男女雇用機会均等法では「共働き」を実現できない

改正男女雇用機会均等法の施行

 

先日(2014年7月1日)、男女雇用機会均等法の施行規則が改正された。男女雇用機会均等法は、1986年の施行から、1999年、2007年の比較的大きな改正法施行を経て、ふたたび改正された。大まかな流れは以下のとおりである。

 

 

1986年施行

– 採用、昇進における男女差別の撤廃を努力義務に。

– 教育訓練、福利厚生、定年・解雇における男女差別を禁止。

 

1999年改正法施行

– 採用、昇進における男女差別の撤廃を努力義務から禁止に。

 

2007年改正法施行

– 間接差別の禁止。これにより「合理的な理由なく総合職の募集において転勤を要件とすること、転勤経験を昇進の要件とすること」が禁止された。

 

2014年改正法施行

– 間接差別の禁止の範囲拡大。「すべての労働者の採用、昇進、配転などにおいて合理的な理由なく転勤を要件とすること」が禁止された。

 

 

男女の機会均等について識者の間でもしばしば注目されているのは「間接差別」の取り扱いである。間接差別とは、たとえば採用に際して「男性のみ」とするような直接差別ではなくても、実質的に女性が不利になるような要件を採用・昇進の条件とするような措置のことをいう。しばしば念頭に置かれているのは転勤である。つまり「合理的な理由なく転勤の可能性の承諾を総合職採用の条件とするな」ということである。

 

識者の間でたびたび問題とされてきたのは、転勤要件における「合理的理由」である。

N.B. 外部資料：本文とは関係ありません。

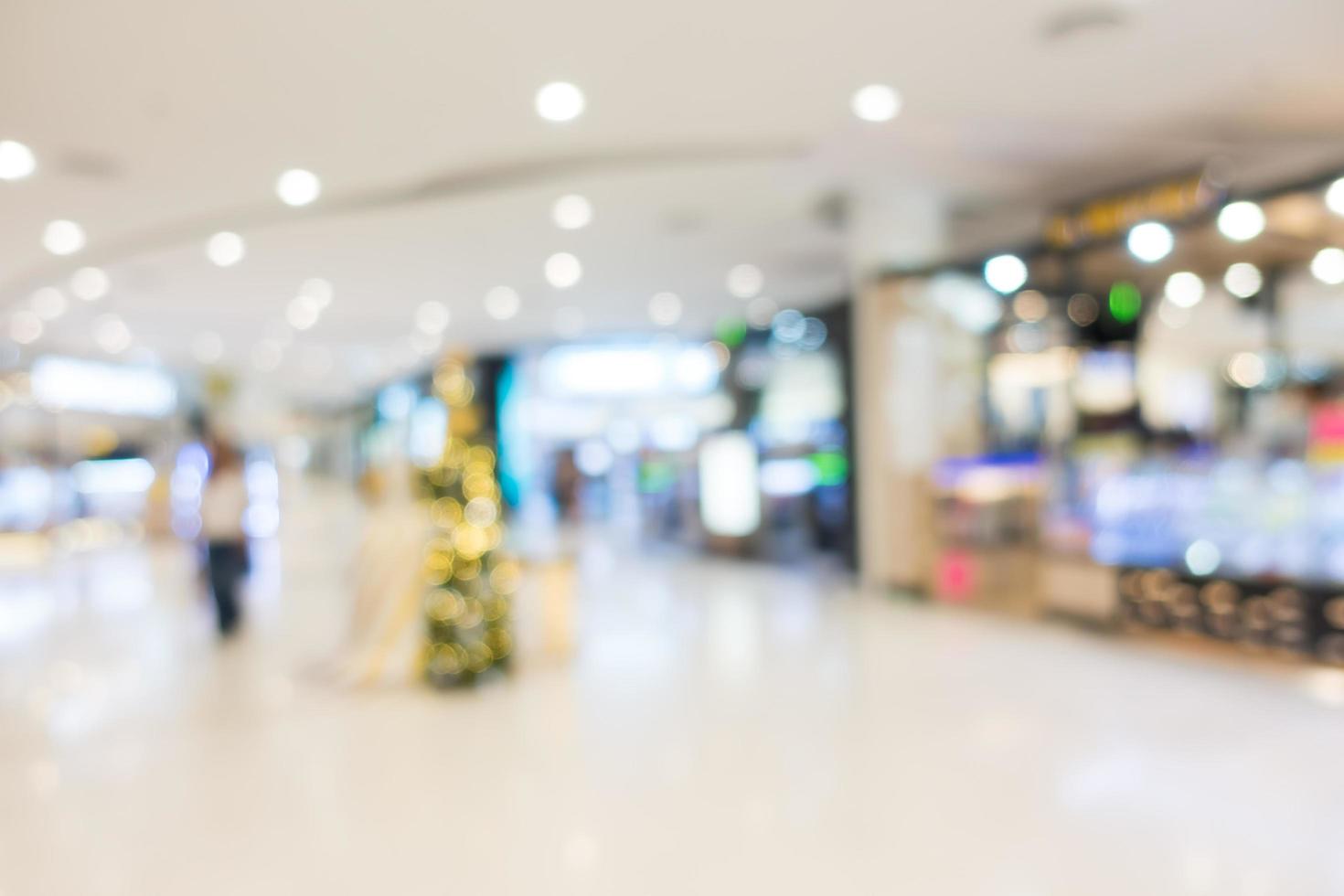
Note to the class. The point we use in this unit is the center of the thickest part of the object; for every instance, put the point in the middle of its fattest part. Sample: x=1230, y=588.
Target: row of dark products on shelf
x=1306, y=621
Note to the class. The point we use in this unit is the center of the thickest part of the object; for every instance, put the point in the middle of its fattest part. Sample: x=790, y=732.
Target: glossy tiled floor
x=722, y=729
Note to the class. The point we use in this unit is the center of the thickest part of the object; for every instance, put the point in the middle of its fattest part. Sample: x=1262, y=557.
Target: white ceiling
x=712, y=134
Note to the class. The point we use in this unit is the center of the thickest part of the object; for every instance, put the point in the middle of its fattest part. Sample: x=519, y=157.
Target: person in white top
x=223, y=501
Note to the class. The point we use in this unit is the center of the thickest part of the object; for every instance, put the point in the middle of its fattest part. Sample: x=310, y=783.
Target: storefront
x=1158, y=418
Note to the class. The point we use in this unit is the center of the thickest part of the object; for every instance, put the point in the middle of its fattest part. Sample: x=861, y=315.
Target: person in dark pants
x=223, y=501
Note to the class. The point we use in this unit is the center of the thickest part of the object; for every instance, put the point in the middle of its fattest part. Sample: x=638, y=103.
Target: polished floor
x=720, y=729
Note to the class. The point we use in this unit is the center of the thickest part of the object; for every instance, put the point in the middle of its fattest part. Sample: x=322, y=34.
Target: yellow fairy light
x=466, y=570
x=443, y=604
x=445, y=513
x=495, y=609
x=472, y=614
x=456, y=453
x=480, y=512
x=479, y=485
x=500, y=643
x=494, y=536
x=479, y=656
x=438, y=569
x=469, y=540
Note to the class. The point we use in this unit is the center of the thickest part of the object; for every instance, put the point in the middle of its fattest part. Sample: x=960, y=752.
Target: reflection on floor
x=723, y=727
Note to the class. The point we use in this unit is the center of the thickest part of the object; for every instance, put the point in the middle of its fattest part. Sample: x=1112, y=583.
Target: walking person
x=223, y=501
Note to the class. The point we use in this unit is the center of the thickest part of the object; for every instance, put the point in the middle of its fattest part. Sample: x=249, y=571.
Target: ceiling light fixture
x=299, y=187
x=1006, y=272
x=502, y=303
x=571, y=212
x=563, y=271
x=560, y=101
x=1241, y=220
x=1184, y=289
x=63, y=237
x=875, y=102
x=1243, y=280
x=1151, y=242
x=225, y=249
x=89, y=283
x=1328, y=266
x=112, y=335
x=302, y=312
x=1335, y=197
x=16, y=160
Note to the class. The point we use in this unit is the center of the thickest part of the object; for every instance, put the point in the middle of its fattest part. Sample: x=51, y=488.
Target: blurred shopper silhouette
x=386, y=635
x=223, y=501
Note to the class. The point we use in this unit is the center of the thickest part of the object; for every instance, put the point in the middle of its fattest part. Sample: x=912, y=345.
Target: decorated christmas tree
x=469, y=581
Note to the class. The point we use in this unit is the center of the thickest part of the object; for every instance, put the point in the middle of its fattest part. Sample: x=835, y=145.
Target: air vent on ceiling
x=89, y=165
x=1081, y=20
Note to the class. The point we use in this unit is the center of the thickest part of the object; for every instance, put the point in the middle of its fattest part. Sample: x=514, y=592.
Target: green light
x=832, y=466
x=1125, y=301
x=656, y=475
x=730, y=331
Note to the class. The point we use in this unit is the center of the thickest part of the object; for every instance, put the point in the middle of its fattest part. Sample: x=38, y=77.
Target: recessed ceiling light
x=502, y=303
x=299, y=187
x=226, y=249
x=112, y=335
x=563, y=271
x=48, y=303
x=1241, y=220
x=25, y=326
x=1151, y=240
x=208, y=347
x=560, y=101
x=1335, y=197
x=16, y=160
x=63, y=238
x=89, y=283
x=1184, y=289
x=745, y=281
x=666, y=309
x=432, y=317
x=569, y=321
x=1328, y=266
x=875, y=102
x=1243, y=280
x=571, y=212
x=302, y=312
x=1006, y=272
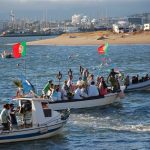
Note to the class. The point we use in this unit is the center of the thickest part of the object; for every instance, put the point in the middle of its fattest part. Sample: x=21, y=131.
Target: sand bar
x=95, y=38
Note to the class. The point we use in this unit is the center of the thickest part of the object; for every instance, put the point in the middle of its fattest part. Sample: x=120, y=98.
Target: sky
x=64, y=9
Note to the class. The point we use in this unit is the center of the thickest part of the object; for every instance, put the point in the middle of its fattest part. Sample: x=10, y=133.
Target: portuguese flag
x=103, y=49
x=19, y=50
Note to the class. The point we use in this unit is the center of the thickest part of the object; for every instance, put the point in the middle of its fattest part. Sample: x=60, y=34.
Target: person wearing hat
x=12, y=114
x=47, y=87
x=4, y=117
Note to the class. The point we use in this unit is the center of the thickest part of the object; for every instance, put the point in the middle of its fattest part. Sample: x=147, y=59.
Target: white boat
x=44, y=123
x=7, y=54
x=140, y=86
x=85, y=103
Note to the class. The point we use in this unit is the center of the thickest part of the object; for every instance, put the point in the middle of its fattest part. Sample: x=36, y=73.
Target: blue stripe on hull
x=27, y=135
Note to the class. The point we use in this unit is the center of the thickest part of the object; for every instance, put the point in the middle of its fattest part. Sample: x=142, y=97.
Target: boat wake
x=102, y=123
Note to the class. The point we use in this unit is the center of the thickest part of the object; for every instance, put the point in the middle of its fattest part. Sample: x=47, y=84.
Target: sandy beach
x=95, y=38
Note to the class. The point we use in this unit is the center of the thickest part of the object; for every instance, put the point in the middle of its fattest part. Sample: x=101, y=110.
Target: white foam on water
x=83, y=120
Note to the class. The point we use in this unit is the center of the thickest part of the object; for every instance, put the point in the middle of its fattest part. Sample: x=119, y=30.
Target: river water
x=119, y=126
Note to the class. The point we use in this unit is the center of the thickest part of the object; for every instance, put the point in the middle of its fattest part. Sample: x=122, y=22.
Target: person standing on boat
x=13, y=119
x=46, y=89
x=85, y=74
x=112, y=78
x=102, y=87
x=93, y=90
x=77, y=93
x=4, y=117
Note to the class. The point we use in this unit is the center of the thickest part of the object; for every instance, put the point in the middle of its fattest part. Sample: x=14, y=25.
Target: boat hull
x=85, y=103
x=31, y=133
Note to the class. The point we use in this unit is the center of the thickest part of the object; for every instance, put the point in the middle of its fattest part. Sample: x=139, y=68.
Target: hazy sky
x=64, y=9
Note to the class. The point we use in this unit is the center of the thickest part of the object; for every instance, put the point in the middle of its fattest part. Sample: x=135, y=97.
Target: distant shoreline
x=95, y=38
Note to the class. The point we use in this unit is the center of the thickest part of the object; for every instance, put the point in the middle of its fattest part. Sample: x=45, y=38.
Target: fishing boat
x=6, y=54
x=43, y=122
x=140, y=86
x=84, y=103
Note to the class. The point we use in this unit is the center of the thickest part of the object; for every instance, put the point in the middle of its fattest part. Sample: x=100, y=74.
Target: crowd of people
x=136, y=79
x=86, y=86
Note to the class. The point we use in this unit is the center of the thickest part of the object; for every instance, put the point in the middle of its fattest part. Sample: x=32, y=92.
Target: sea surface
x=123, y=126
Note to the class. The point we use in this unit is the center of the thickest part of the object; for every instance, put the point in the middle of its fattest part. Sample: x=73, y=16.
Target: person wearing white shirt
x=77, y=94
x=83, y=92
x=93, y=90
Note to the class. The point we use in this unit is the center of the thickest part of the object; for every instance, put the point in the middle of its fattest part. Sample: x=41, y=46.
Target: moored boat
x=43, y=122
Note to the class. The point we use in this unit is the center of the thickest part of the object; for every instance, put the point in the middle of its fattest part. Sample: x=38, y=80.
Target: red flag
x=101, y=49
x=19, y=50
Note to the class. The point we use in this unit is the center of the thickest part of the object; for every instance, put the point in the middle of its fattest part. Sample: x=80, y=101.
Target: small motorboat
x=140, y=86
x=7, y=54
x=43, y=122
x=86, y=102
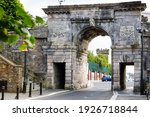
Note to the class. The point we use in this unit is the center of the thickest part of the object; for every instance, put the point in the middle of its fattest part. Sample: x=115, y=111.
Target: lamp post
x=142, y=31
x=60, y=1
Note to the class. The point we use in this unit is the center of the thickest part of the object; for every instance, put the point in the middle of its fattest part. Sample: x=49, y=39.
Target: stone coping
x=9, y=62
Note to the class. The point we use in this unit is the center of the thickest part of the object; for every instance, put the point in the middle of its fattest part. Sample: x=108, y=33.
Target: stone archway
x=70, y=27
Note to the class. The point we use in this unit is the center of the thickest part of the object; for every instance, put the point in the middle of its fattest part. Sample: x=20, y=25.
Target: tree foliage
x=15, y=22
x=99, y=59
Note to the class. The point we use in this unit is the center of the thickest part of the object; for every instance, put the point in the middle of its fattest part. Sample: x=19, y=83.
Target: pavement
x=117, y=95
x=34, y=94
x=127, y=94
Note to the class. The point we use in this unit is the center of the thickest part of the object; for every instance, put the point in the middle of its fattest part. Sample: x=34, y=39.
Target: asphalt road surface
x=97, y=91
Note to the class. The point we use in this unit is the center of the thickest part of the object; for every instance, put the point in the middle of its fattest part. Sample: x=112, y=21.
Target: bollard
x=17, y=93
x=33, y=85
x=40, y=88
x=3, y=89
x=30, y=89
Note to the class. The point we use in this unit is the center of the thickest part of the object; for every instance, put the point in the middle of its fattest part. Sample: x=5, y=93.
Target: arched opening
x=98, y=74
x=83, y=40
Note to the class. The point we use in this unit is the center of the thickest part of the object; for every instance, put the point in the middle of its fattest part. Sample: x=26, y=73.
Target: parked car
x=106, y=78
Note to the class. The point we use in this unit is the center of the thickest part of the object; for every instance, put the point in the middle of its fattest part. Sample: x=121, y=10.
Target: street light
x=60, y=1
x=142, y=31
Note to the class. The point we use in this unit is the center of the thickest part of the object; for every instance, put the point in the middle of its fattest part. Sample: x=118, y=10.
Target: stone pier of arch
x=72, y=27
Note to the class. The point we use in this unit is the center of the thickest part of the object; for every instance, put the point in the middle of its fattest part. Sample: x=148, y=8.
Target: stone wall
x=11, y=73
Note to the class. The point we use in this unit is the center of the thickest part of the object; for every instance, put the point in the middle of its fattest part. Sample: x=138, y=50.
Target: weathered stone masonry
x=72, y=27
x=11, y=73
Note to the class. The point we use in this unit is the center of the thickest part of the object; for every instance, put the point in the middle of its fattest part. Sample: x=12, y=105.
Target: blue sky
x=35, y=6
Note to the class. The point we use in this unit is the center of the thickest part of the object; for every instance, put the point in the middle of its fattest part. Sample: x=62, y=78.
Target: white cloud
x=34, y=7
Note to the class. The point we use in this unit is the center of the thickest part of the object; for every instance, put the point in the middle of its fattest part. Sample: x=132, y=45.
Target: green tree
x=15, y=22
x=101, y=60
x=91, y=56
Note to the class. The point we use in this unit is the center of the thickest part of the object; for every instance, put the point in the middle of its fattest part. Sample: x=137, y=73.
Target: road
x=97, y=91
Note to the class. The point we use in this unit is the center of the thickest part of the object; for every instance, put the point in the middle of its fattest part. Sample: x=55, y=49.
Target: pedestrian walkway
x=127, y=95
x=34, y=94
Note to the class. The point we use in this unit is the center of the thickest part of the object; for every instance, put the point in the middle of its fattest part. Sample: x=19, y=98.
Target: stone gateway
x=72, y=27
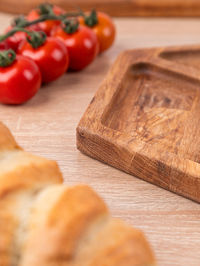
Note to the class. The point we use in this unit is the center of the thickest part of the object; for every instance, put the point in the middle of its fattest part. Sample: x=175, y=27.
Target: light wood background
x=121, y=8
x=46, y=126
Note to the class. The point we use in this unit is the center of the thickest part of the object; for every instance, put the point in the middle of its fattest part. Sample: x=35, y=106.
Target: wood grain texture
x=145, y=118
x=46, y=125
x=120, y=8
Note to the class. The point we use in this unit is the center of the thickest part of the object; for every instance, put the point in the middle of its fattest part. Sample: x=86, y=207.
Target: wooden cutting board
x=145, y=118
x=114, y=7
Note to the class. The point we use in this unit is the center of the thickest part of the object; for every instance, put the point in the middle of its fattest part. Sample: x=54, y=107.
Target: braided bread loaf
x=44, y=223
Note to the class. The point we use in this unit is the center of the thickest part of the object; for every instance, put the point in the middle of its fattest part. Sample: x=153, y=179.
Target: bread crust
x=45, y=223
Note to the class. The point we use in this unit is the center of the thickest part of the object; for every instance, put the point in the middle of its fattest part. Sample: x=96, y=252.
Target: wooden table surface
x=46, y=125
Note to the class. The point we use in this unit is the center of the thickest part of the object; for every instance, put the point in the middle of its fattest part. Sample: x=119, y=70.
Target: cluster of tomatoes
x=71, y=44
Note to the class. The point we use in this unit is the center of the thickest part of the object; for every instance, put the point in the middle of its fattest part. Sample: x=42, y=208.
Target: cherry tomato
x=4, y=45
x=47, y=25
x=15, y=40
x=104, y=29
x=20, y=81
x=51, y=57
x=82, y=45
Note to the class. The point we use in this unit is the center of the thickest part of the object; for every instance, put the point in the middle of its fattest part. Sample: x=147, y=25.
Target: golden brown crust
x=56, y=230
x=45, y=223
x=116, y=244
x=21, y=176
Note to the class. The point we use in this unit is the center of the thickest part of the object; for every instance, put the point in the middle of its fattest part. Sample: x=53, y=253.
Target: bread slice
x=22, y=176
x=45, y=223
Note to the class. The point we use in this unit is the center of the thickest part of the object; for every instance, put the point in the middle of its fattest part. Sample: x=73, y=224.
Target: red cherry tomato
x=4, y=45
x=15, y=40
x=47, y=25
x=51, y=57
x=20, y=81
x=82, y=46
x=104, y=29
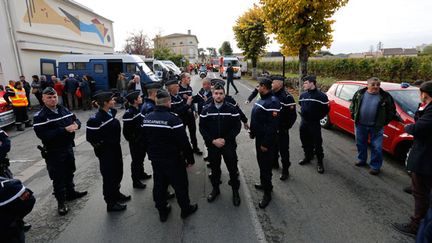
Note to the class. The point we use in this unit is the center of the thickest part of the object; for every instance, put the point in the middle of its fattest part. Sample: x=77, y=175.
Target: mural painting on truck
x=104, y=69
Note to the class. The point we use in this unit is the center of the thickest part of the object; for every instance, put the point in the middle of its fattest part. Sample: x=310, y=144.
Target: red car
x=396, y=141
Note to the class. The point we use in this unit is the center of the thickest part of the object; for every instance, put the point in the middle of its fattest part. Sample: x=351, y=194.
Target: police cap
x=426, y=87
x=310, y=78
x=277, y=77
x=161, y=94
x=102, y=96
x=265, y=82
x=132, y=95
x=171, y=82
x=153, y=85
x=215, y=81
x=49, y=91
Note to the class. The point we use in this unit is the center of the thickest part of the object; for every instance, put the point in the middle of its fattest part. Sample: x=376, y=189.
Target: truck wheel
x=325, y=122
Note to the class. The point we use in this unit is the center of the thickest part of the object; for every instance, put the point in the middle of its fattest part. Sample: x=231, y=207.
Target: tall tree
x=250, y=34
x=301, y=26
x=138, y=43
x=225, y=49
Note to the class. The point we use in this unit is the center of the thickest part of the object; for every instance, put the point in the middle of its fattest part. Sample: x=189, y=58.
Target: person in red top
x=59, y=86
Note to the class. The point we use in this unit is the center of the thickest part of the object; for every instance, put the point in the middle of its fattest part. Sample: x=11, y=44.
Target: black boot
x=62, y=208
x=236, y=198
x=213, y=195
x=266, y=200
x=190, y=210
x=116, y=207
x=320, y=167
x=139, y=185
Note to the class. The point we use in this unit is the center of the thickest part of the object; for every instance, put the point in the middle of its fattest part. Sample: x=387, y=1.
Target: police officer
x=287, y=118
x=55, y=126
x=132, y=120
x=264, y=127
x=168, y=149
x=314, y=107
x=219, y=126
x=103, y=133
x=188, y=117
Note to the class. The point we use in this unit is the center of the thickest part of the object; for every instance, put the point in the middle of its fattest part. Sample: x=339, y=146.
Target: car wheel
x=325, y=122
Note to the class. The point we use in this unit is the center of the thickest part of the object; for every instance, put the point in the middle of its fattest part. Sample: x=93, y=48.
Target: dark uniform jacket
x=147, y=106
x=386, y=107
x=220, y=123
x=314, y=105
x=265, y=119
x=103, y=129
x=165, y=137
x=420, y=157
x=288, y=113
x=132, y=120
x=200, y=100
x=50, y=127
x=229, y=99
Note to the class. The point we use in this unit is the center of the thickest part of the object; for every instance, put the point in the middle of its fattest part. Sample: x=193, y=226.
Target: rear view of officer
x=132, y=120
x=168, y=149
x=264, y=126
x=55, y=126
x=287, y=118
x=314, y=107
x=219, y=126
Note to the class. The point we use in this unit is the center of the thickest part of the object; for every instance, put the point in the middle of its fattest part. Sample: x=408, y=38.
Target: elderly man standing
x=419, y=161
x=372, y=108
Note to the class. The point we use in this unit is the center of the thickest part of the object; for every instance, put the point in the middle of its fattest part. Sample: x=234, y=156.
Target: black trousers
x=61, y=167
x=231, y=81
x=310, y=136
x=111, y=168
x=282, y=148
x=137, y=165
x=172, y=173
x=20, y=114
x=265, y=160
x=230, y=158
x=189, y=121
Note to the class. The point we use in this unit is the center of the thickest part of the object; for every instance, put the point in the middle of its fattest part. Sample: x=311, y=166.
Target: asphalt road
x=345, y=204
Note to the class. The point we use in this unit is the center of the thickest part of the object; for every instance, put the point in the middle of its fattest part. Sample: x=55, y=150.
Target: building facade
x=183, y=44
x=32, y=30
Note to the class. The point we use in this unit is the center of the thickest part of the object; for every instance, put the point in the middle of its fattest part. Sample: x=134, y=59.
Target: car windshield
x=408, y=100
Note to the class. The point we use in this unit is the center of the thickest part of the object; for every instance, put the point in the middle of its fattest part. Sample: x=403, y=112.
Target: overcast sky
x=360, y=24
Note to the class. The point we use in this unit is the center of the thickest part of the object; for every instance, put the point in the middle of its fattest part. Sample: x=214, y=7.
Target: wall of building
x=48, y=29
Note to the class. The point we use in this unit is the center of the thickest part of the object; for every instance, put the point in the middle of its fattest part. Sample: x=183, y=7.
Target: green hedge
x=392, y=69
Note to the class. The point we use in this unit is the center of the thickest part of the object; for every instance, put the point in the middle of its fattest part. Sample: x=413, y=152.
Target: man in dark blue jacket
x=219, y=126
x=168, y=149
x=263, y=127
x=55, y=126
x=287, y=118
x=314, y=107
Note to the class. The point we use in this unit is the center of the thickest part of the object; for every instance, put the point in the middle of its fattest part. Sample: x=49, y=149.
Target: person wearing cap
x=288, y=115
x=219, y=125
x=419, y=161
x=170, y=152
x=371, y=109
x=71, y=85
x=188, y=117
x=104, y=134
x=314, y=107
x=55, y=126
x=263, y=128
x=132, y=120
x=19, y=103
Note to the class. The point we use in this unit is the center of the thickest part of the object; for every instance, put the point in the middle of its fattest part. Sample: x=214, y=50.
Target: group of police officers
x=156, y=126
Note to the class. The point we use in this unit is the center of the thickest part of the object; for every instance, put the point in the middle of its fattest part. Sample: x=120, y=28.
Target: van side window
x=98, y=68
x=130, y=67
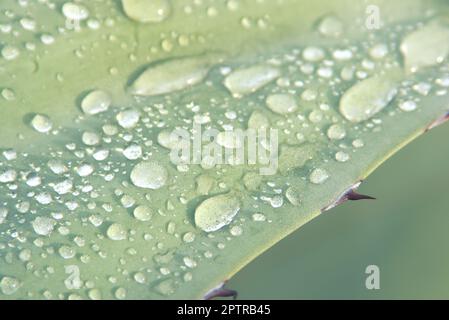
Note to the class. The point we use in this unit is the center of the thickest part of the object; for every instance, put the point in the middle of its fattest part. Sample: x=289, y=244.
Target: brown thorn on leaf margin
x=349, y=194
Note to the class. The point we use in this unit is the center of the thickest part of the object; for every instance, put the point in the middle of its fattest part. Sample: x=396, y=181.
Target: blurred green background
x=404, y=232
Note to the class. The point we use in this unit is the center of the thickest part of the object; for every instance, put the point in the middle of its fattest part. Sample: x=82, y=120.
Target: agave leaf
x=92, y=206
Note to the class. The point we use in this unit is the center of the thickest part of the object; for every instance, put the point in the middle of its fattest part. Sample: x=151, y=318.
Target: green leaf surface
x=92, y=206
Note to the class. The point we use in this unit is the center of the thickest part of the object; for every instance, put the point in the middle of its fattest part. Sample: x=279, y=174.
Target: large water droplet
x=216, y=212
x=95, y=102
x=9, y=285
x=282, y=103
x=330, y=26
x=425, y=47
x=368, y=97
x=318, y=176
x=145, y=11
x=41, y=123
x=149, y=175
x=249, y=80
x=43, y=226
x=143, y=213
x=116, y=232
x=74, y=11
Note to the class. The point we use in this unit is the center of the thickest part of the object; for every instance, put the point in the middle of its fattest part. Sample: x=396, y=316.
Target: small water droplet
x=336, y=132
x=216, y=212
x=426, y=46
x=146, y=11
x=149, y=175
x=173, y=75
x=330, y=26
x=370, y=96
x=95, y=102
x=143, y=213
x=245, y=81
x=341, y=156
x=41, y=123
x=318, y=176
x=116, y=232
x=9, y=285
x=408, y=105
x=282, y=103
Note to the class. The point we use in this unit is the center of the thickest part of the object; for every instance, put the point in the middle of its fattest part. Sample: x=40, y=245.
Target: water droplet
x=95, y=102
x=379, y=51
x=425, y=47
x=330, y=26
x=259, y=217
x=90, y=138
x=336, y=132
x=313, y=54
x=216, y=212
x=116, y=232
x=63, y=187
x=41, y=123
x=188, y=237
x=236, y=231
x=318, y=176
x=165, y=287
x=74, y=11
x=3, y=214
x=149, y=175
x=281, y=103
x=10, y=52
x=258, y=120
x=133, y=152
x=358, y=143
x=94, y=294
x=9, y=285
x=173, y=75
x=341, y=156
x=368, y=97
x=120, y=293
x=43, y=226
x=67, y=252
x=146, y=11
x=8, y=94
x=408, y=105
x=245, y=81
x=8, y=176
x=128, y=118
x=143, y=213
x=293, y=196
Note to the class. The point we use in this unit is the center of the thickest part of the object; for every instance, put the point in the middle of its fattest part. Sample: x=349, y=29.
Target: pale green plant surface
x=169, y=255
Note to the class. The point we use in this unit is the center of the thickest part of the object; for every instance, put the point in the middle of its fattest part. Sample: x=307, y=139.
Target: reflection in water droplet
x=245, y=81
x=41, y=123
x=149, y=175
x=318, y=176
x=216, y=212
x=146, y=11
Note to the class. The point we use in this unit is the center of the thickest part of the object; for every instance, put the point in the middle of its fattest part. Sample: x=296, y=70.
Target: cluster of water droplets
x=106, y=213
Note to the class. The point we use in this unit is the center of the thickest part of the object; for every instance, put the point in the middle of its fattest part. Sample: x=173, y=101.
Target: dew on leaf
x=143, y=213
x=245, y=81
x=146, y=11
x=282, y=103
x=41, y=123
x=370, y=96
x=318, y=176
x=216, y=212
x=95, y=102
x=149, y=175
x=173, y=75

合理的な理由があれば、転勤を採用の条件とできるのだが、合理的ではないケースとは、具体的には以下のようなものだ。すなわち、「広域にわたり展開する支店、支社等がなく、かつ、支店、支社等を広域にわたり展開する計画等もない場合」ならびに「広域にわたり展開する支店、支社等はあるが、長期間にわたり、家庭の事情その他の特別な事情により本人が転勤を希望した場合を除き、転居を伴う転勤の実態がほとんどない場合」(厚生労働省告示)である。

 

つまりは、転勤の実態があれば転勤を採用の要件としてよい(それを拒む者を不採用にしてよい)、となる。日本の大手企業の多くは全国(海外)展開しており、また転勤の実績もあるだろう。実質的に多くの女性を総合職から排除してきたコース別採用制度がこれまで「間接差別」とされずに残ってきたのは、こういった中途半端な適用があったからだ。

 

厚生労働省の調査(「コース別雇用管理制度の実施・指導状況」)によれば、調査対象企業の2011年度における総合職採用者に占める女性の割合は11.6%であった。同年採用の応募者に対する内定者の男女別割合では、男性が5.8%であるのにたいして、女性は1.6%であった。さらに2000年に総合職女性を採用した企業の約半数において、10年後の2010年には、その時採用した総合職女性がすでにゼロになっていたのである。

 

2014年の改正法施行は、間接差別の適用範囲を広げるということがポイントであり、コース別雇用管理制度や総合職採用における転勤要件について、抜本的に改めるような内容にはなっていない。

 

 

「男女均等の先にあるのは性別分業」というパラドックス

 

以上のような惨憺たる有り様をみるにつけ、間接差別の禁止という男女雇用機会均等法がいまだに有効性を持ちえていないことが分かる。「ザル法」といわれるゆえんである。